# FreeSWAN VPN Server

## Bender007

Hi ho 

ich wollte mir einen VPN Server aufsetzten und benutze freeswan. Im Kernel sollten eigentlich alle module eingebunden sein allerdings steig ich durch die konfiguration nicht durch und hab bis jetzt noch kein anständiges howto gefunden...

Wie geht man bei so einer VPN installation vor?

Der start von ipsec funzt einwandrei:

./ipsec start

ipsec_setup: Starting FreeS/WAN IPsec 1.99...

ipsec_setup: Using /lib/modules/2.4.20-gentoo-r5/kernel/net/ipsec/ipsec.o

ipsec verify meldet mir allerdings folgenenden fehler:

....

Checking your system to see if IPsec got installed and started correctly

Version check and ipsec on-path                             Checking your system to see if IPsec got installed and star$

Version check and ipsec on-path                             [OK]

Checking for KLIPS support in kernel                        [FAILED]

Checking for RSA private key (/etc/ipsec/ipsec.secrets)     [OK]

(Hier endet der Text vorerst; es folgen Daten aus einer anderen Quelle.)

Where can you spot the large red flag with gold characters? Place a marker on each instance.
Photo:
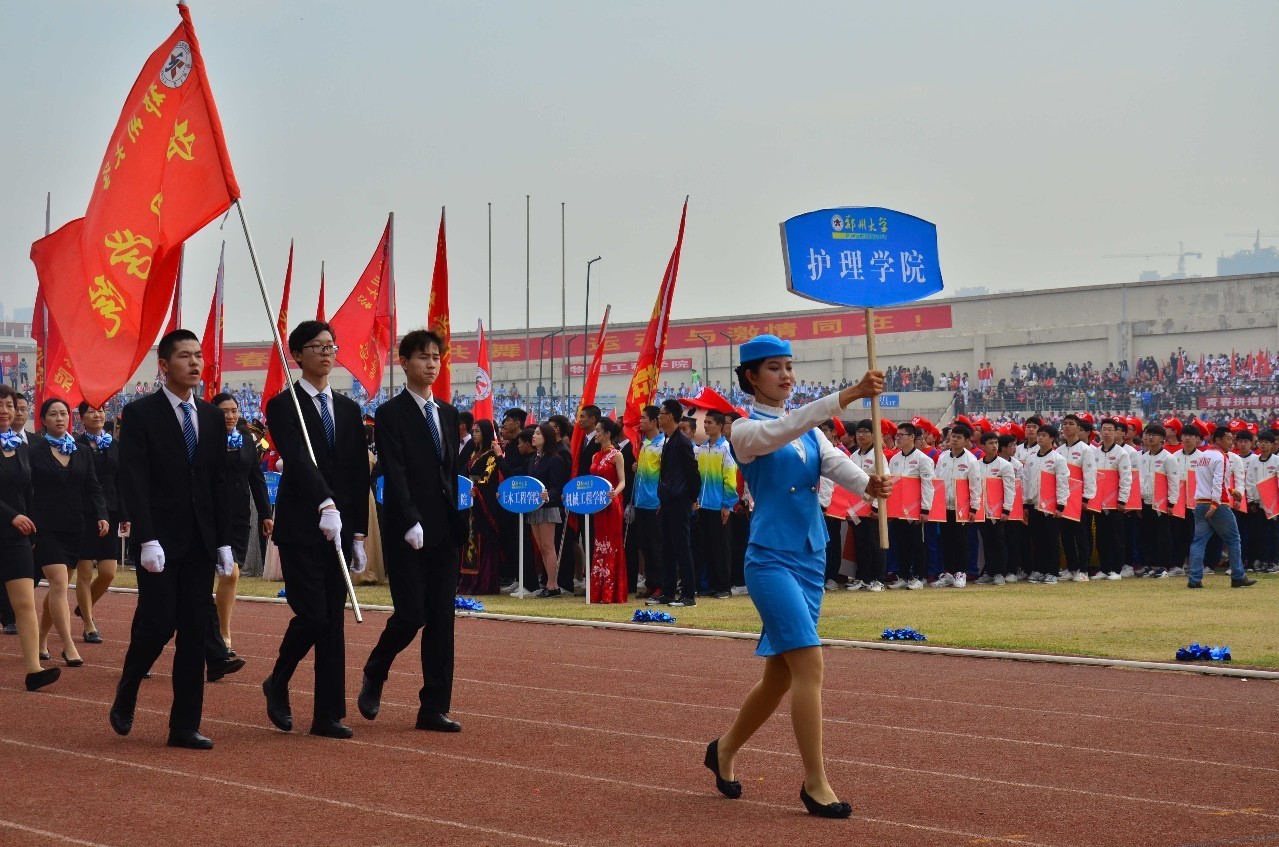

Checking that pluto is running                              [FAILED]

DNS checks.

Looking for forward key for matrix                          [FAILED]

Looking for KEY in reverse map: 146.239.84.217.in-addr.arpa [FAILED]

Does the machine have at least one non-private address      [OK]

Usage: ipsec setup {--start|--stop|--restart|--status}

Usage: ipsec setup {--start|--stop|--restart|--status}

Usage: ipsec setup {--start|--stop|--restart|--status}

Usage: ipsec setup {--start|--stop|--restart|--status}

Usage: ipsec setup {--start|--stop|--restart|--status}

/usr/lib/ipsec/verify: line 96: host: command not found

/usr/lib/ipsec/verify: line 128: host: command not found

...

und das geht ein paar seiten so weiter...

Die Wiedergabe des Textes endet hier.